Il arriva donc pour Paul le contraire de ce qui s’était fait jusqu’alors : ni jeune fille ni douairière ne tenta de le décourager. Madame Évangélista commença par lui donner plusieurs fois à dîner en cérémonie. La Fleur des pois pouvait-elle manquer à des fêtes où venaient les jeunes gens les plus distingués de la ville ? Malgré la froideur que Paul affectait, et qui ne trompait ni la mère ni la fille, il s’engageait à petits pas dans la voie du mariage. Quand Manerville passait en tilbury ou monté sur son beau cheval à la promenade, quelques jeunes gens s’arrêtaient, et il les entendait se disant : — « Voilà un homme heureux : il est riche, il est joli garçon, et il va, dit-on, épouser mademoiselle Évangélista. Il y a des gens pour qui le monde semble avoir été fait. » Quand il se rencontrait avec la calèche de madame Évangélista, il était fier de la distinction particulière que la mère et la fille mettaient dans le salut qui lui était adressé. Si Paul n’avait pas été secrètement épris de mademoiselle Évangélista, certes le monde l’aurait marié malgré lui. Le monde, qui n’est cause d’aucun bien, est complice de beaucoup de malheurs ; puis quand il voit éclore le mal qu’il a couvé maternellement, il le renie et s’en venge. La haute société de Bordeaux, attribuant un million de dot à mademoiselle Évangélista, la donnait à Paul sans attendre le consentement des parties, comme cela se fait souvent. Leurs fortunes se convenaient aussi bien que leurs personnes. Paul avait l’habitude du luxe et de l’élégance au milieu de laquelle vivait Natalie. Il venait de disposer pour lui-même son hôtel comme personne à Bordeaux n’aurait disposé de maison pour loger Natalie. Un homme habitué aux dépenses de Paris et aux fantaisies des Parisiennes pouvait seul éviter les malheurs pécuniaires qu’entraînait un mariage avec cette créature déjà aussi créole, aussi grande dame que l’était sa mère. Là où des Bordelais amoureux de mademoiselle Évangélista se seraient ruinés, le comte de Manerville saurait, disait-on, éviter tout désastre. C’était donc un mariage fait. Les personnes de la haute société royaliste, quand la question de ce mariage se traitait devant elles, disaient à Paul des phrases engageantes qui flattaient sa vanité.

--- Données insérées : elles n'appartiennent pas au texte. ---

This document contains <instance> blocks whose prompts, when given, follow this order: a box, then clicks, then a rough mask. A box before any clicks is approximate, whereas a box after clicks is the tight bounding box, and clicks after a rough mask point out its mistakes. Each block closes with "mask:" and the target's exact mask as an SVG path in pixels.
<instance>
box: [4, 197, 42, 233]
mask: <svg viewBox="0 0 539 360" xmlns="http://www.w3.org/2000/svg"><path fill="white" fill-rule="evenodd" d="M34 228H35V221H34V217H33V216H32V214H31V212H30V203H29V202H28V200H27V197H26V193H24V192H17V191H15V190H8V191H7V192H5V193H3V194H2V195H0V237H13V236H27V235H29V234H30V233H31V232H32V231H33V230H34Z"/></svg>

— Chacun vous donne ici mademoiselle Évangélista. Si vous l’épousez, vous ferez bien ; vous ne trouveriez jamais nulle part, même à Paris, une si belle personne : elle est élégante, gracieuse, et tient aux Casa-Réal par sa mère. Vous ferez le plus charmant couple du monde : vous avez les mêmes goûts, la même entente de la vie, vous aurez la plus agréable maison de Bordeaux. Votre femme n’a que son bonnet de nuit à apporter chez vous. Dans une semblable affaire, une maison montée vaut une dot. Vous êtes bien heureux aussi de rencontrer une belle-mère comme madame Évangélista. Femme d’esprit, insinuante, cette femme-là vous sera d’un grand secours au milieu de la vie politique à laquelle vous devez aspirer. Elle a d’ailleurs sacrifié tout à sa fille, qu’elle adore, et Natalie sera sans doute une bonne femme, car elle aime bien sa mère. Puis il faut faire une fin.
— Tout cela est bel et bon, répondait Paul qui malgré son amour voulait garder son libre arbitre, mais il faut faire une fin heureuse.
Paul vint bientôt chez madame Évangélista, conduit par son besoin d’employer les heures vides, plus difficiles à passer pour lui que pour tout autre. Là seulement respirait cette grandeur, ce luxe dont il avait l’habitude. A quarante ans, madame Évangélista était belle d’une beauté semblable à celle de ces magnifiques couchers de soleil qui couronnent en été les journées sans nuages. Sa réputation inattaquée offrait aux coteries bordelaises un éternel aliment de causerie, et la curiosité des femmes était d’autant plus vive que la veuve offrait les indices de la constitution qui rend les Espagnoles et les créoles particulièrement célèbres. Elle avait les cheveux et les yeux noirs, le pied et la taille de l’Espagnole, cette taille cambrée dont les mouvements ont un nom en Espagne. Son visage toujours beau séduisait par ce teint créole dont l’animation ne peut être dépeinte qu’en le comparant à une mousseline jetée sur de la pourpre, tant la blancheur en est également colorée. Elle avait des formes pleines, attrayantes par cette grâce qui sait unir la nonchalance et la vivacité, la force et le laissez-aller. Elle attirait et imposait ; elle séduisait sans rien promettre.